但是,请注意,在这方面制作论点的副本无济于事。您也必须避免使用任何此类副本的界限,以免触发UB,并具有相同的无界表现空间。
如果要确保无法通过变量
参数来修改程序参数,那么将其声明为指向const chard Char的指针而不是指针是惯用的(修改)char。这不会干扰为其分配optarg的值。It is safe to do, and
getopt()is designed to be used that way. More generally, the program arguments provided to main are specified to be writable strings belonging to the program.Do note, however, that some
getopt()implementations, notably GNU's, may reorder the elements ofargv.The argument strings are susceptible to bounds overflow errors just like any other objects in the program. If, through programming error or other means, your program attempts to write past the bounds of any object then the behavior is undefined. Modification of environment variables is one of the more plausible members of the unbounded space of possible manifestations of UB.

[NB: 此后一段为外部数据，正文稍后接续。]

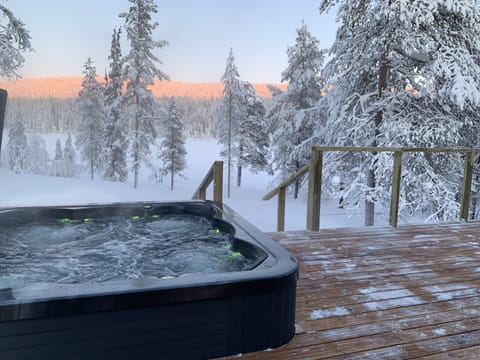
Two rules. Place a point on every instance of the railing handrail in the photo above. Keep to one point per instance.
(393, 149)
(286, 183)
(215, 174)
(314, 168)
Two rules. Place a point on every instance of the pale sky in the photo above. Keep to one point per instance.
(200, 33)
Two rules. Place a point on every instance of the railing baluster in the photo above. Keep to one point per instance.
(467, 186)
(281, 209)
(215, 174)
(395, 197)
(314, 190)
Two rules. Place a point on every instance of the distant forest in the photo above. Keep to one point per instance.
(59, 115)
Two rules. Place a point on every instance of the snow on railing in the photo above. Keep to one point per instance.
(315, 167)
(215, 174)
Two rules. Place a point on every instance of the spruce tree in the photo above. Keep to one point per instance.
(403, 73)
(116, 131)
(139, 72)
(231, 113)
(15, 40)
(173, 153)
(69, 157)
(58, 160)
(293, 112)
(253, 141)
(17, 147)
(38, 158)
(91, 129)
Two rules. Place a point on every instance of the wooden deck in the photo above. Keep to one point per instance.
(406, 293)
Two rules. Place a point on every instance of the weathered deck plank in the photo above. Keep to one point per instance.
(405, 293)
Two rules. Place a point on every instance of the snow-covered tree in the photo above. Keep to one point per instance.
(252, 133)
(173, 152)
(58, 160)
(139, 72)
(293, 112)
(70, 158)
(17, 147)
(116, 131)
(15, 40)
(38, 158)
(90, 137)
(231, 113)
(403, 73)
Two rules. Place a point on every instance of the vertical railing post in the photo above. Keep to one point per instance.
(395, 197)
(218, 182)
(314, 190)
(467, 186)
(281, 209)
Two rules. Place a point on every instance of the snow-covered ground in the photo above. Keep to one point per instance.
(32, 190)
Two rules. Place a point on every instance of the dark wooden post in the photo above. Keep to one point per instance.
(467, 185)
(396, 177)
(314, 190)
(218, 182)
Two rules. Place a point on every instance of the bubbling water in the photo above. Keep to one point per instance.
(115, 248)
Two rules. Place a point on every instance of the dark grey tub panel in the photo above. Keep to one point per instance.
(192, 317)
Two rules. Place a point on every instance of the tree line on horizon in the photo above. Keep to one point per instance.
(399, 74)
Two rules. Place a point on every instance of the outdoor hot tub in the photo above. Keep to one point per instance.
(244, 301)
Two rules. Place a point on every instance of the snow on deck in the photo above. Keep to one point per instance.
(411, 292)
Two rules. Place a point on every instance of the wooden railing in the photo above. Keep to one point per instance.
(215, 175)
(315, 167)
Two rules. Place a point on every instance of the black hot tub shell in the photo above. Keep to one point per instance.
(197, 316)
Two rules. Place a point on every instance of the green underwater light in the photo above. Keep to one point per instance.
(235, 254)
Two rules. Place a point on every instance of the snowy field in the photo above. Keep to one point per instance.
(29, 190)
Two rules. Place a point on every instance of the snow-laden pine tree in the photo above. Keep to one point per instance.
(173, 152)
(293, 113)
(17, 147)
(403, 73)
(15, 40)
(90, 137)
(116, 130)
(38, 159)
(231, 112)
(70, 158)
(139, 73)
(58, 160)
(253, 140)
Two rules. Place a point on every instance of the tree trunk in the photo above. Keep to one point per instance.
(239, 175)
(135, 144)
(371, 181)
(296, 188)
(239, 166)
(229, 143)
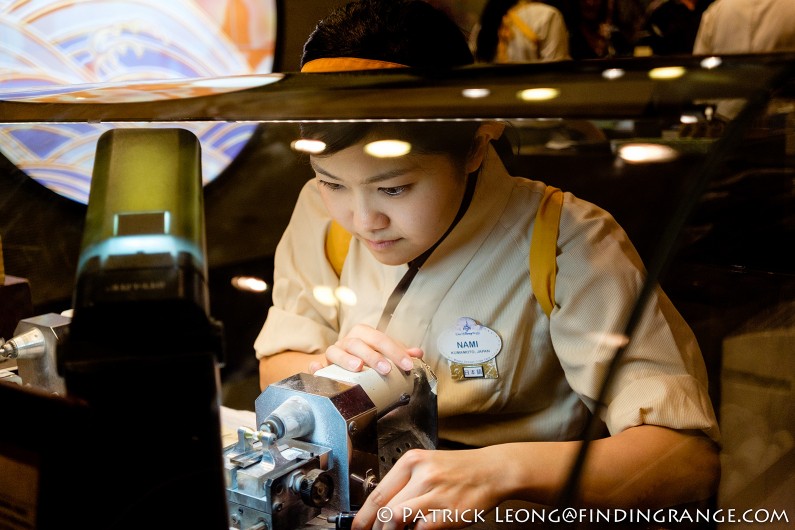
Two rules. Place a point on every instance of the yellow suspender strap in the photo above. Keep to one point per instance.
(543, 248)
(337, 242)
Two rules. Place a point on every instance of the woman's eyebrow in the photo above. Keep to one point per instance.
(369, 180)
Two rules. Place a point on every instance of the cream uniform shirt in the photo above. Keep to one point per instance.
(550, 369)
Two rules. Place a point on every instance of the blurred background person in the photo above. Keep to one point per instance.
(603, 28)
(671, 26)
(746, 26)
(522, 31)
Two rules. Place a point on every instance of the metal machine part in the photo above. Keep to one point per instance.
(33, 348)
(325, 443)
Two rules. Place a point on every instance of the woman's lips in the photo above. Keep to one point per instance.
(383, 244)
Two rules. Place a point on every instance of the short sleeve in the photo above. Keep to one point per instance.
(298, 321)
(662, 379)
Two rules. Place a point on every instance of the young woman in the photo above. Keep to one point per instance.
(447, 215)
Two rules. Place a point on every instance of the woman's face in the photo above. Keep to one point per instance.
(397, 207)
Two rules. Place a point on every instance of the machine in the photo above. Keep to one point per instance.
(323, 443)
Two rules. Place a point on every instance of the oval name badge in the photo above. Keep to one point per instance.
(469, 343)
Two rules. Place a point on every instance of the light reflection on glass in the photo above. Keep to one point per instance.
(250, 284)
(538, 94)
(667, 72)
(646, 153)
(312, 147)
(387, 148)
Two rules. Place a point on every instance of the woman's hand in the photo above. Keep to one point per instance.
(424, 483)
(365, 345)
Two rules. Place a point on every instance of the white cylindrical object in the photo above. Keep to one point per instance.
(383, 390)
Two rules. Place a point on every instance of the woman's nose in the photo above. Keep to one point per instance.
(366, 218)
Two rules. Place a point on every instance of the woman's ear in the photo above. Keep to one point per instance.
(488, 131)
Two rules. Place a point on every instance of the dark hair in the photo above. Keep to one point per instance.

Note, however, that making a copy of the arguments doesn't help in that regard. You must avoid overrunning the bounds of any such copies, too, lest UB be triggered, with the same unbounded space of possible manifestations.
If you want to make sure that the program arguments cannot be modified via variable
argument, then it would be idiomatic to declare it as a pointer toconst charinstead of a pointer to (modifiable)char. That will not interfere with assigning the value ofoptargto it.是的,这是“安全的”。
argv的内容由主机环境提供,并属于您的整个过程。on
argv:话虽如此,特权流程(例如
ps实用程序)通常能够访问argv的当前值。建议使用argv以获取敏感信息。请参阅: in unix onix 和可以在运行时更改argv(不是由应用程序本身)出于安全问题。
一边:
getoptgetopt 返回int。区别很重要,因为如果char未签名,它不能表示终止值:您应该使用
int可靠地针对此值进行测试,否则循环将无限继续。Yes, this is "safe".
The contents of
argvare supplied by the host environment, and belong to your process for its entire duration.On
argv:With that said, privileged processes, like the
psutility, are generally capable of accessing the current values ofargv. Usingargvfor sensitive information is ill advised.See: Hiding secret from command line parameter on Unix and Can argv be changed at runtime (not by the app itself) for security concerns.
Aside:
getoptreturns anint. The distinction is important, because ifcharis unsigned, it cannot represent the terminating value:You should use
intto reliably test against this value, otherwise the loop will continue infinitely.